Immagina che un growth hacker abbia un piccolo team all’interno di una startup, composto da uno sviluppatore front-end, un back-end e se stesso.
I due programmatori hanno sempre studiato e approfondito tematiche tecniche di coding.
Non hanno quindi mai affrontato discorsi relativi alla crescita di una base utenti e argomenti affini.
Quindi, il primo giorno di lavoro del team viene sfruttato dal growth hacker per parlare singolarmente ai due sviluppatori e spiegargli quanto sia fondamentale monitorare gli eventi all’interno del sito, utilizzando dei tool di Event-based Analytics, come ad esempio Mixpanel.
Successivamente il growth hacker predispone una lista di eventi da tracciare (signup, referral, click su elementi specifici, etc) e li passa agli sviluppatori, che implementeranno il codice relativo sul sito web.
Passano i giorni e le settimane, il growth hacker crea i funnel (vedremo in un prossimo articolo di che si tratta) sempre con Mixpanel e aggrega così i dati precedentemente raccolti.
Riunisce gli altri membri del team e gli mostra i risultati dei test.
Decidono così di focalizzarsi sul tasso di conversione della signup form per visitatore unico ed analizzarlo.

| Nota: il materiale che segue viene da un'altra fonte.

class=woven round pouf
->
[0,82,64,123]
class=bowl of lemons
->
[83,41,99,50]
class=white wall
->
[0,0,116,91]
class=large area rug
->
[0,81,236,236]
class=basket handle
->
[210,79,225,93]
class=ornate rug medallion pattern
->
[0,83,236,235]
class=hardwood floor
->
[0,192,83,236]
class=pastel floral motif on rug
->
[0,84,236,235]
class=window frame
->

L’ipotesi del growth hacker è che la maggior parte della gente non si registra al sito a causa di un copywriting di bassa qualità, che non spinge il visitatore ad iscriversi.

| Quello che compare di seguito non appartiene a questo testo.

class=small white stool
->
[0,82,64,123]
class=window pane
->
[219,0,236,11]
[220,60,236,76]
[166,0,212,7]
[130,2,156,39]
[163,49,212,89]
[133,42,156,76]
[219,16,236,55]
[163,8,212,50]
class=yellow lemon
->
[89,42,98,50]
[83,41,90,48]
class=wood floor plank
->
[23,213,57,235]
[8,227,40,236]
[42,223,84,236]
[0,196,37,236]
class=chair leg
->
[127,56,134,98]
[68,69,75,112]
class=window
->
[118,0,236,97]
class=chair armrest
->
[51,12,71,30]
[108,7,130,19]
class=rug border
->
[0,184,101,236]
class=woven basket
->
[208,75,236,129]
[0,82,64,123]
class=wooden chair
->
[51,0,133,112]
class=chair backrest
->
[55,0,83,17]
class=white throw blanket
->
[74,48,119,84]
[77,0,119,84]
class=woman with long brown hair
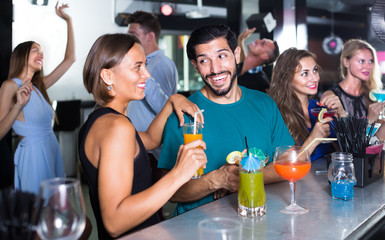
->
[0,3,75,194]
[268,48,346,160]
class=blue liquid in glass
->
[373,92,385,102]
[331,180,355,201]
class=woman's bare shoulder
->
[94,113,135,138]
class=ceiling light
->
[186,0,210,19]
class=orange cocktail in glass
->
[274,160,311,182]
[183,123,203,179]
[274,146,311,214]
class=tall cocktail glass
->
[274,146,311,214]
[183,123,203,179]
[369,89,385,119]
[238,168,266,217]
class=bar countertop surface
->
[121,159,385,240]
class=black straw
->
[245,136,249,156]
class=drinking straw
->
[194,109,204,134]
[182,110,194,125]
[245,136,249,156]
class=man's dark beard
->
[203,71,237,96]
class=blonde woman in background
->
[326,39,385,122]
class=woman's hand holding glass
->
[319,91,347,117]
[366,102,385,123]
[169,94,204,126]
[174,139,207,182]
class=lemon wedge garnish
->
[369,89,377,102]
[226,151,242,164]
[318,108,327,123]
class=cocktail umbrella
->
[250,147,266,161]
[241,154,262,171]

Perciò, decide di riscrivere i messaggi testuali puntando su un tipo di creatività più diretta e convincente, e fa in modo che il developer li inserisca nel sito.
A seguito di questa modifica, il conversion rate balza ad un +13% di persone che si sono registrate alla piattaforma web.

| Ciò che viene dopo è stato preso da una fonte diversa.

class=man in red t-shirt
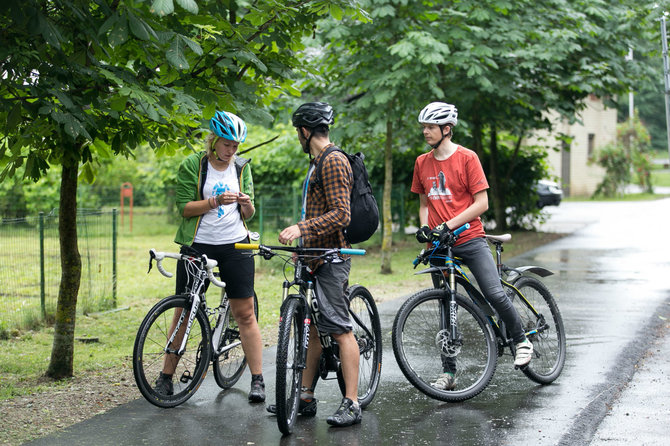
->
[412,102,533,390]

Il team è stato responsabile di questo “hack” ma ti faccio una piccola domanda, praticamente retorica.
Chi è stato il vero artefice di questo trend positivo, che ha reso possibile tale crescita della user base?
Esatto, proprio lui, il growth hacker.
Questo breve esempio dimostra il fatto che un growth hacker non deve necessariamente saper programmare.
Anche se ovviamente male non fa, anzi! 😉
#2 Anche i digital marketer possono fare Growth Hacking
Il Growth Hacking è sicuramente una parola molto abusata ultimamente, un po’ come lo è stato in questi anni il termine startup.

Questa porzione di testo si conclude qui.